“Türkiye’deki demokratik kurumların işleyişi” başlıklı raporda ifade ve medya özgürlüğüyle ilgili gelişmelerin, hukukun üstünlüğündeki erozyonun ve ‘terörle mücadele’ bağlantılı insan hakları ihlali suçlamalarının Türkiye’deki demokratik kurumların işleyişi ve Türkiye’nin Avrupa Konseyi’ne yönelik yükümlülükleri açısından tehdit oluşturduğu belirtiliyor.

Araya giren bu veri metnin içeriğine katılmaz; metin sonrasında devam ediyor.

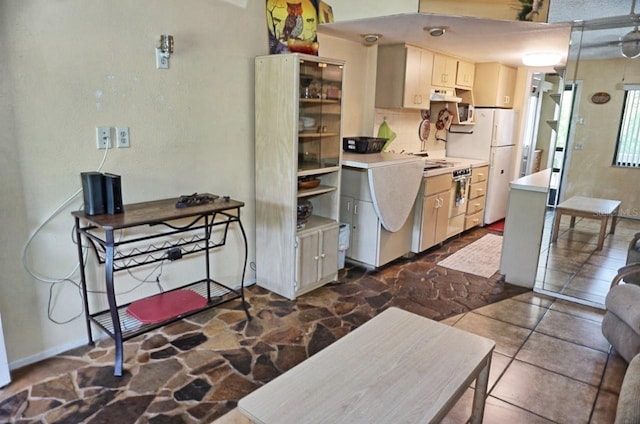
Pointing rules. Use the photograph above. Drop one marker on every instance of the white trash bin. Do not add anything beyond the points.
(343, 244)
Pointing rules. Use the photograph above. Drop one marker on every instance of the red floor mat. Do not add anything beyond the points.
(164, 306)
(497, 226)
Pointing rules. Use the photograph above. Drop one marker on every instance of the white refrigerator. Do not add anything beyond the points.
(492, 138)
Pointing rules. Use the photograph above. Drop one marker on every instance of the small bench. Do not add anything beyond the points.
(588, 207)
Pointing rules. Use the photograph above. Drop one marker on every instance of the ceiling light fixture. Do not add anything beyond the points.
(541, 58)
(436, 31)
(370, 39)
(630, 44)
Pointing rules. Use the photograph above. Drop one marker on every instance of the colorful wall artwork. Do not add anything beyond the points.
(292, 26)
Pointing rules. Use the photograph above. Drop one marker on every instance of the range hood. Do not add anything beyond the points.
(444, 95)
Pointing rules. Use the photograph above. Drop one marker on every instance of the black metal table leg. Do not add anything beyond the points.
(83, 282)
(113, 306)
(244, 267)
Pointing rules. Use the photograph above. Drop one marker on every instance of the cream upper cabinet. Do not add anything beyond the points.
(465, 74)
(444, 71)
(404, 77)
(494, 85)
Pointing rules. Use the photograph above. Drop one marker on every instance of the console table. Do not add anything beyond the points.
(151, 232)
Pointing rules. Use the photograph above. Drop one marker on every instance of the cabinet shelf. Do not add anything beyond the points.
(316, 134)
(321, 189)
(317, 171)
(314, 223)
(318, 100)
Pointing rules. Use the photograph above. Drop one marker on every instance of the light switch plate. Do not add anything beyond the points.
(122, 137)
(103, 137)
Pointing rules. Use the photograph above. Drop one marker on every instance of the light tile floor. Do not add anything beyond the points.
(551, 363)
(572, 266)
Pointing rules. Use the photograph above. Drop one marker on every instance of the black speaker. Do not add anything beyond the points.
(93, 193)
(113, 193)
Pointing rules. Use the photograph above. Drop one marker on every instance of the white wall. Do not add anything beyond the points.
(69, 66)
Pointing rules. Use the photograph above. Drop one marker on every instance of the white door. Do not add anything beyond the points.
(504, 126)
(500, 171)
(5, 377)
(365, 229)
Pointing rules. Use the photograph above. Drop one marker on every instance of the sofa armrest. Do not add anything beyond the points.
(623, 301)
(628, 410)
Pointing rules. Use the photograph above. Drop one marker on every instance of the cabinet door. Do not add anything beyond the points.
(417, 78)
(506, 87)
(465, 74)
(328, 266)
(364, 232)
(308, 258)
(444, 71)
(494, 85)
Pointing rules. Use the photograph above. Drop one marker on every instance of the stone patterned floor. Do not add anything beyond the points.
(196, 370)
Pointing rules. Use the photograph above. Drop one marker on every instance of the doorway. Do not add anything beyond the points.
(585, 134)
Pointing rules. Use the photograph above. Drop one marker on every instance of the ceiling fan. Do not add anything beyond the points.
(629, 43)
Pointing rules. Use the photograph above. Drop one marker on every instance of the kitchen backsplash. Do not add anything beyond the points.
(406, 124)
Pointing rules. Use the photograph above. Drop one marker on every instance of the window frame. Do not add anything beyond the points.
(629, 127)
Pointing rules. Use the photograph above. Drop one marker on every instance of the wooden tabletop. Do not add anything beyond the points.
(396, 368)
(590, 204)
(156, 211)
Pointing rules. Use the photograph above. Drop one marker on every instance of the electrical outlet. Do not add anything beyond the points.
(122, 137)
(103, 137)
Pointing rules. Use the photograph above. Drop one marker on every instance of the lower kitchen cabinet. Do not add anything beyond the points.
(316, 256)
(431, 217)
(477, 197)
(363, 221)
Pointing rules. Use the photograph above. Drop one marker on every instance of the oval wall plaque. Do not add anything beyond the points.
(600, 98)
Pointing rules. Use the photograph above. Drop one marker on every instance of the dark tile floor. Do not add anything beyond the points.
(550, 365)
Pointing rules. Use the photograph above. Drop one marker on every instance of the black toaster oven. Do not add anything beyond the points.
(363, 144)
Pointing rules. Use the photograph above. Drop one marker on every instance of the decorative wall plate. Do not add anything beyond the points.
(600, 98)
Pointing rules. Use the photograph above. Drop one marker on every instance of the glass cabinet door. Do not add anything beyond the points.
(319, 116)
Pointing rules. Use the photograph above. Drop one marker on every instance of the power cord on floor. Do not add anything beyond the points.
(53, 281)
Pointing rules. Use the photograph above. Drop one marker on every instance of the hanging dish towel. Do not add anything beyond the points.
(385, 132)
(461, 190)
(393, 190)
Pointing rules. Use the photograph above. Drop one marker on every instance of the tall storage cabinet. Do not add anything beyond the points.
(298, 138)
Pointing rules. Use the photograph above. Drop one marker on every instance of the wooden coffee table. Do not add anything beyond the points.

Avrupa Konseyi’ne üye ülkelerin yükümlülük ve taahhütlerini yerine getirip getirmediğini izleyen Denetim Komitesi’nin Norveçli üyesi Ingebjorg Godskesen ve Sırp üyesi Nataşa Vuçkoviç tarafından hazırlanan raporda basın özgürlüğü, hukuk devleti, Çatışmalı durum ve milletvekili dokunulmazlıkları konuları ağırlıklı olarak işlendi.
Belgede yer alan en dikkat çekici vurgulardan birini, “Dört bakan ve dönemin Başbakanı Recep Tayyip Erdoğan’ın oğlunun yer aldığı iddia edilen yolsuzluk dosyalarının 17 ve 25 Aralık 2013’te açığa çıkması iç siyasi süreçlerdeki değişimin başlangıcı oldu” ifadeleri oluşturdu.
Bahsedilen tarih sonrasında kısıtlayıcı yasal düzenlemelerin kabul edildiği, yürütmenin yargı üstündeki kontrolünün güçlendirildiği ve özel mahkemeler oluşturulduğu metne yansıtıldı.
Çözüm Süreci’nin çökmesinden duyulan üzüntüye yer verilen belgede, Kürd illerindeki gerilim ve çatışmaların ülkenin diğer bölümlerine yayılmasından duyulan endişenin altı çizildi.
PKK’nin şiddet eylemlerine son vermesi ve silah bırakması da AKPM’nin talepleri arasında yer alırken PKK’nin saldırıları kınandı. AKPM, operasyonların uluslararası hukuka ve orantılılık ilkesine uygun olması istendi.
Bazı bakanların ve Cumhurbaşkanı’nın Anayasa Mahkemesi’nin bir kararına saygı duymadıklarını açıklamalarının endişe verici olduğunu belirten AKPM, Türkiye yetkililerin yargıya yersiz müdahale etmekten ve hukukun üstünlüğüne meydan okumaktan kaçınması gerektiğini kaydetti.
Belgede, Türk Ceza Kanunu\'nun Cumhurbaşkanı’na hakaretle ilgili 299 ve Türk milletini ve devletini aşağılamayla ilgili 301’inci maddelerinin kaldırılması da talep edildi.
AKPM raporunda medya özgülüğüne ilişkin olumsuzluklar da geniş yer tuttu. Medya ve ifade özgülüğünün Türkiye’de sorunlu olmayı sürdürdüğünün ve kısıtlamaların Avrupa İnsan Hakları Sözleşmesi’nin ifade özgürlüğünü garanti altına alan 10’uncu maddesinin kapsamını aşar şekilde arttığının vurgulandığı belgede, Türkiye’nin basın özgürlüğü listelerindeki düşüşüne dikkat çekiliyor.
İnternete yönelik yasaklamalar, televizyon kanallarının uydudan çıkarılması ve medya organlarına kayyım atanması eleştiriliyor. Gazetecilerin tutuklanması ve medya kurumlarına el konulması da eleştirilen konular arasında yer alıyor.
Oylama sırasında AKPM’deki Türkiye heyetinin üyeleri tarafından verilen değişiklik önergelerinin hiçbiri kabul edilmedi.